= SGIO Theatre =

The State Government Insurance Office Theatre (also known as the SGIO Theatre or Suncorp Theatre), was a 600-seat proscenium theatre built within the SGIO office building at 179 Turbot Street, Brisbane, Queensland, Australia.

== History ==
The Queensland Government purchased the site of the old Albert Hall on Albert Street, a popular theatre venue, from the Methodist Church and the new theatre opened on 27 May 1969. It was designed by Conrad Gargett and Partners, with input from several of the Brisbane theatre companies. The exterior of the building reflected its function as an office building. The first production at the theatre was Peter Shaffer's The Royal Hunt of the Sun for the new Queensland Theatre Company (QTC). The QTC used the theatre as its chief venue for 30 years.
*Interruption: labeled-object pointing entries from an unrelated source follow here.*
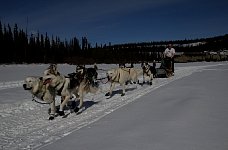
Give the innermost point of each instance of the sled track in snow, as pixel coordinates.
(32, 129)
(11, 84)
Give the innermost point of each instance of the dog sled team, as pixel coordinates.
(82, 81)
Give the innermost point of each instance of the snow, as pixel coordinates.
(24, 124)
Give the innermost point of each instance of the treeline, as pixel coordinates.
(19, 47)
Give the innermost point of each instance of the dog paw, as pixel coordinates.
(61, 113)
(52, 117)
(76, 109)
(108, 94)
(122, 94)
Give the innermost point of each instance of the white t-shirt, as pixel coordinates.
(169, 52)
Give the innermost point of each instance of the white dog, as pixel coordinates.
(148, 71)
(67, 86)
(121, 76)
(43, 92)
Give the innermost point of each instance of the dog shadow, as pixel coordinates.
(71, 105)
(85, 106)
(119, 91)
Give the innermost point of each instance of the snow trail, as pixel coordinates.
(25, 125)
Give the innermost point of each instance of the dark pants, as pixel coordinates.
(169, 63)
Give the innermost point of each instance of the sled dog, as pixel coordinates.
(148, 72)
(122, 75)
(43, 92)
(74, 83)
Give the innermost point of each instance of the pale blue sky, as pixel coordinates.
(120, 21)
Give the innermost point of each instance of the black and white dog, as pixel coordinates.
(148, 71)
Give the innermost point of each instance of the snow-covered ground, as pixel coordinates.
(24, 124)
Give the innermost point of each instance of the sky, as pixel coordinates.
(119, 21)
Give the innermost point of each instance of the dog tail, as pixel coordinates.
(95, 66)
(139, 71)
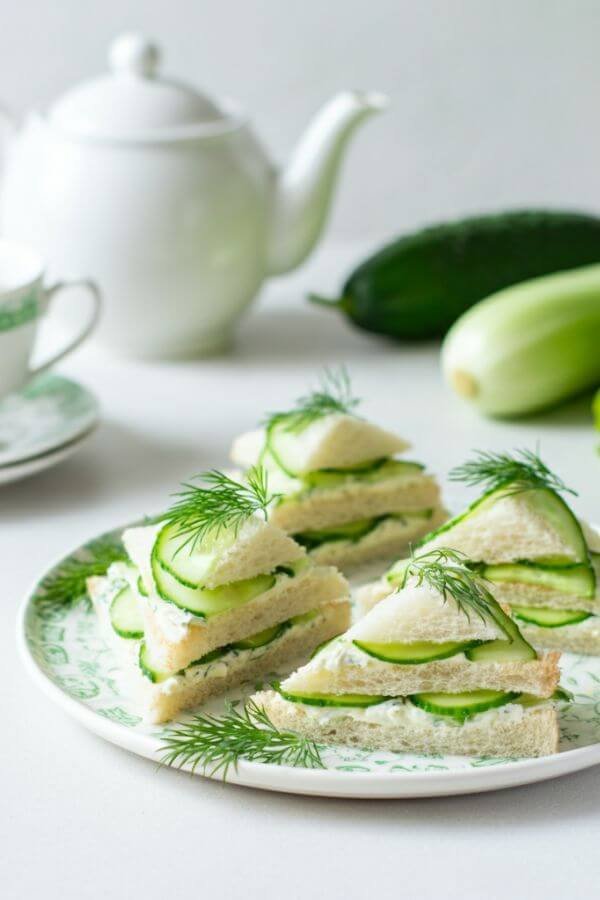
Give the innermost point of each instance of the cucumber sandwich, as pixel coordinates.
(343, 494)
(436, 667)
(212, 596)
(524, 539)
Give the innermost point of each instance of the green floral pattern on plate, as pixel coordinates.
(67, 646)
(45, 415)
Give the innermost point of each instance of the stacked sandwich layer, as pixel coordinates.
(343, 494)
(192, 619)
(539, 559)
(427, 671)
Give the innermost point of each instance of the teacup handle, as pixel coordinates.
(87, 329)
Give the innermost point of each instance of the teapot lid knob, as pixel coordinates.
(133, 54)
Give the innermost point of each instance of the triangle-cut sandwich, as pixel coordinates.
(343, 494)
(212, 596)
(436, 667)
(523, 537)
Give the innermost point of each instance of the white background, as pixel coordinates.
(493, 104)
(82, 820)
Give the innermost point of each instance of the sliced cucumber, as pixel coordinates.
(204, 602)
(462, 706)
(356, 700)
(262, 638)
(415, 653)
(550, 618)
(178, 557)
(515, 648)
(125, 616)
(380, 470)
(579, 580)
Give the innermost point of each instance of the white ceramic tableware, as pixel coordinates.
(168, 200)
(24, 299)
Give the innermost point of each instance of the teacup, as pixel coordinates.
(23, 301)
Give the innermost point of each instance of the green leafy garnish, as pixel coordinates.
(220, 504)
(215, 743)
(67, 584)
(522, 471)
(334, 395)
(448, 572)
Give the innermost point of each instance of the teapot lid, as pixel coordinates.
(133, 102)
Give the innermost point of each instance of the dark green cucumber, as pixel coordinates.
(418, 286)
(549, 618)
(461, 706)
(125, 616)
(359, 701)
(579, 580)
(415, 653)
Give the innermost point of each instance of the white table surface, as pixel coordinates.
(82, 819)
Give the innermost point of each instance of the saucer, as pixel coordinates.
(43, 418)
(36, 464)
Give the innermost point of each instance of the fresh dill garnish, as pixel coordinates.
(448, 572)
(334, 394)
(215, 743)
(67, 583)
(219, 503)
(523, 470)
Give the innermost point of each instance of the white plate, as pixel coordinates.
(70, 661)
(36, 464)
(44, 417)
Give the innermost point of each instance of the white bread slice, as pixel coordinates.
(420, 613)
(388, 540)
(336, 441)
(452, 675)
(325, 508)
(176, 648)
(163, 701)
(584, 637)
(504, 530)
(258, 547)
(534, 732)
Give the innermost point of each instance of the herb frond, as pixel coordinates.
(67, 584)
(523, 470)
(215, 743)
(334, 394)
(448, 572)
(217, 504)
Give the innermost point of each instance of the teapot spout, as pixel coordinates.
(304, 189)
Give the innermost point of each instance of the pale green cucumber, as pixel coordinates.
(415, 653)
(125, 616)
(203, 602)
(529, 346)
(579, 580)
(549, 618)
(359, 701)
(461, 706)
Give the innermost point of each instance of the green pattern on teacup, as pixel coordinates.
(18, 311)
(68, 647)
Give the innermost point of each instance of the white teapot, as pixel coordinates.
(167, 200)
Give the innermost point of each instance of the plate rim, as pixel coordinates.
(91, 421)
(301, 781)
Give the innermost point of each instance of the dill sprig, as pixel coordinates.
(447, 571)
(523, 470)
(333, 395)
(220, 503)
(215, 743)
(67, 584)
== Closure of the theatre ==
The government owned the SGIO and Twelfth Night theatres in Brisbane and following the success of the Commonwealth Games and World Expo 88 in Brisbane, plans proceeded on the development of the Queensland Performing Arts Centre at South Bank. The theatre closed in June 1998 when the Queensland Theatre Company relocated. The Amalgamated Property Group took ownership of the theatre building. The state government of Labor Premier Anna Bligh gave approval for the demolition of the taxpayer funded theatre.

A 35th anniversary commemoration of the theatre in 2004 for the Brisbane Festival led to it being re-opened for three productions in that year.

== Performers ==
Googie Withers and John McCallum performed in The Cocktail Hour.

Programmes and ephemera from productions that were performed at the theatre are held in the University of Queensland's Fryer Library.